There seems to be a default assumption underlying many of these posts that it is hard for the player of a paladin to stick to the code. I think this is probably true in a Gygaxian game - hence my reference, upthread, to the original role of mechanical alignment as a type of disadvantage mechanic in "step on up" play: being LG was harder, but if you could stick to it you could get benefits, like easier access to healing and hirelings.
But in my sort of game the player of the paladin doesn't have any greater (or lesser) challenge than the player of the assassin - both will find themselves (and their PCs) framed into situations that generate pressure and force them to make choices. Either is free to evolve their character in the ways that make sense to them within the context of the game.

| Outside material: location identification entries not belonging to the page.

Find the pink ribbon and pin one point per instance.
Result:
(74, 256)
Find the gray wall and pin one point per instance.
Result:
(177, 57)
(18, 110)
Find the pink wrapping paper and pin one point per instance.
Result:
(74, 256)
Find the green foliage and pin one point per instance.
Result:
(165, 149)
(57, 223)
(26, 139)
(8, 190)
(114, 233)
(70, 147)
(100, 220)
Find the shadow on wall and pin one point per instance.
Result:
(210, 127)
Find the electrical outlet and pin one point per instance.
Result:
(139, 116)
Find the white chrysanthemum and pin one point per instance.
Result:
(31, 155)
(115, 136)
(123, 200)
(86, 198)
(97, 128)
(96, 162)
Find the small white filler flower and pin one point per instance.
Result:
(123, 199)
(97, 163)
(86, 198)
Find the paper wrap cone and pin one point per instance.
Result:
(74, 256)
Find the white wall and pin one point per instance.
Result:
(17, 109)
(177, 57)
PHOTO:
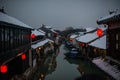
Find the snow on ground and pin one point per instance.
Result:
(41, 43)
(9, 19)
(37, 33)
(108, 68)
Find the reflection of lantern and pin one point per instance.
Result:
(3, 68)
(86, 45)
(33, 36)
(99, 32)
(82, 44)
(23, 56)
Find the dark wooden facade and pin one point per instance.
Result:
(14, 41)
(113, 35)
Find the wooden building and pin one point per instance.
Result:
(112, 21)
(50, 33)
(15, 46)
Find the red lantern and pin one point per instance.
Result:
(99, 32)
(23, 56)
(33, 36)
(3, 69)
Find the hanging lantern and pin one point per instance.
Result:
(3, 69)
(99, 32)
(33, 36)
(23, 56)
(82, 44)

In my experience, those against a moral/psychological descriptor don't like it as it doesn't affect the roll-play and might supposedly limit their characters on the role-play which to me is an indication that they prefer the roll-play.
Whereas in my experience, alignment descriptors are used as an "out" for not addressing genuine moral questions in play (eg the morality of killing, which is a big part of typical D&D play), and also as a type of additional constraint in what is defacto, if not overtly advertised, "step on up" play (eg can I rob the whos-its and gain possession of their widgets while still persuading the GM that I'm not evil, because s/he runs a "no evil PCs" game).
It's probably not wise for either of us to generalise too much from our necessarily limited experiences.